About Report Templates in TISC

  • Versão de lançamento: Australia
  • Atualizado 12 de mar. de 2026
  • 2 min. de leitura

    • Defines the ability to re use the report templates that can be shared within the group of users to generate reports quickly and consistently.

    Use this feature to create different types of report templates, which can be applied to case(s) and threat intelligence that provides the status of ongoing investigation in relevance to any threat to your organization, and helps in generating reports of the same.

    This section explains how to implement CTI reporting for both case and threat intelligence reports, and also provides both admin (template design) and analyst (runtime) experiences.

    For case reports, you can add custom case task form fields or related lists to the report template.

    You can format and configure both the reports based on your requirements using various report elements.

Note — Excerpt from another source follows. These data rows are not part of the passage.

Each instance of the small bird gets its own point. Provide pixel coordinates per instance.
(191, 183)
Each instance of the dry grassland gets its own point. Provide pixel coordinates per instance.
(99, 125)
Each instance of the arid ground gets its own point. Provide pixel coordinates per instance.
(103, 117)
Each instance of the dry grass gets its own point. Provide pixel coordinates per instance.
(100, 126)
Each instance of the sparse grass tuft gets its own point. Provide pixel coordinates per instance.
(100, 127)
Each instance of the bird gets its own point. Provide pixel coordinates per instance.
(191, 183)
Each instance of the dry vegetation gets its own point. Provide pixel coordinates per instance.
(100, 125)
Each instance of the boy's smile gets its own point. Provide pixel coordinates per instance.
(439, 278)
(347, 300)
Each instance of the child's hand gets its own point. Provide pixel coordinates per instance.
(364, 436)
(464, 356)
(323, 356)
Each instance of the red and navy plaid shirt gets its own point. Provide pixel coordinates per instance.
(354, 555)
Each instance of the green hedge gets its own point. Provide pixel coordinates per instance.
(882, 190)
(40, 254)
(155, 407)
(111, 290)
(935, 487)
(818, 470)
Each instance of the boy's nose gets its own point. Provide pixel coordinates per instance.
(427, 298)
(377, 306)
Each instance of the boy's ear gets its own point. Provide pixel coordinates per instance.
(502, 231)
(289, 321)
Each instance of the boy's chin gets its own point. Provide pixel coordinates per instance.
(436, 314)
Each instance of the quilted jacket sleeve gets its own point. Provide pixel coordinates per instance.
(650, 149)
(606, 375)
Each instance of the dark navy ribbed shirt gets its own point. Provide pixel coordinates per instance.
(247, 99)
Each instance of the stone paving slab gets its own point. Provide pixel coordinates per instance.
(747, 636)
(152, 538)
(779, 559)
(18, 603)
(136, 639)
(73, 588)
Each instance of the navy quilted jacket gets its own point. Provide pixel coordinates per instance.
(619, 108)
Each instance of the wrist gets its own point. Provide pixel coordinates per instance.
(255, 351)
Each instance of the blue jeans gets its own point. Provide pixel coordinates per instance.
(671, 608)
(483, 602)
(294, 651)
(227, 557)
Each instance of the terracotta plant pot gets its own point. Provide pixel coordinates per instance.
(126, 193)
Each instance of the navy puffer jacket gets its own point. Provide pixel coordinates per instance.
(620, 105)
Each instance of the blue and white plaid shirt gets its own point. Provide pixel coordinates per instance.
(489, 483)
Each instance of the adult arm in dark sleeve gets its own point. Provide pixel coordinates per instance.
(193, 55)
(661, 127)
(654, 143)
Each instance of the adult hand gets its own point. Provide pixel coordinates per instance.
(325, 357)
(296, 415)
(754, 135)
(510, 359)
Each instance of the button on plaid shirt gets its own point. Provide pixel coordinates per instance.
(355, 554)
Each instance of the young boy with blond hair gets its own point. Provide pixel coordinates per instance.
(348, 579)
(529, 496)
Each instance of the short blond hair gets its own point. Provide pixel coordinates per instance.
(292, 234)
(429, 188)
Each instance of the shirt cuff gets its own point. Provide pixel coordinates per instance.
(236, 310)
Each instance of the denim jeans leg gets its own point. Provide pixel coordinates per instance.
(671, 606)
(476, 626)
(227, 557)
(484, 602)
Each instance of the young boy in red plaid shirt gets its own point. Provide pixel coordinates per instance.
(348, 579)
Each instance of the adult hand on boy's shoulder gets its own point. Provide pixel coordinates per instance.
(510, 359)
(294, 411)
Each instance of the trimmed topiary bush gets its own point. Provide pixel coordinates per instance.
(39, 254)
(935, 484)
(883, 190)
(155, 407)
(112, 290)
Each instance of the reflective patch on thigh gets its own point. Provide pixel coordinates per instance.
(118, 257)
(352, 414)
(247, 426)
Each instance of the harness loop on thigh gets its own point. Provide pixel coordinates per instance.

    Role required: sn_sec_tisc.admin

    The following table explains a few case and threat intelligence report templates that are provisioned within the base system.
    Tabela 1. Report Template
    Name Description
    Case Status Report - Threat Actor Profile The Report is designed to provide a status about ongoing case investigation related to a threat actor trying to understand the context and relevance of the threat to the organization, adversary behavior and potential goals, IOC enrichment, associated malware and tools, Observed TTPs, difference from existing TTPs – net new capabilities, slight modifications, and so on.
    Executive Summary The Report is designed to inform senior decision makers about a particular risk. The focus is on executive audiences and in support of strategic problems explaining why and how, rather than what and when. Any technical details and appendices in support of long-form, narrative writing will not be included in this report.
    Post Investigation Summary - Threat Actor Profile The Report is designed to provide context and relevance of the threat to the organization; adversary behavior and potential goals; IOC enrichment; Associated malware and tools; Observed TTPs; Difference from existing TTPs – net new capabilities, slight modifications, and so on.
    Threat Intelligence - Alert An Alert Report is a more generic and user-configurable report listing specific security alerts that meet user-defined criteria, often used to manage non-critical notifications.
    Threat Intelligence - Tipper A Tipper Report is a threat intelligence report that provides actionable, timely information on threat actors, techniques, and trends directly relevant to a specific business.
    Threat Intelligence Report - Periodic Intelligence Report A Periodic Report is a regular update, such as a monthly or quarterly document, that provides a general overview of business operations, projects, or a company's overall status, rather than focusing on specific threats or alerts.
    Nota:
    By default, these reports are in the published state and will be in read-only mode. As the report templates will be in the read-only mode, the users can't make any edits to the templates and the analysts will not able to generate the reports as the report templates will be disabled.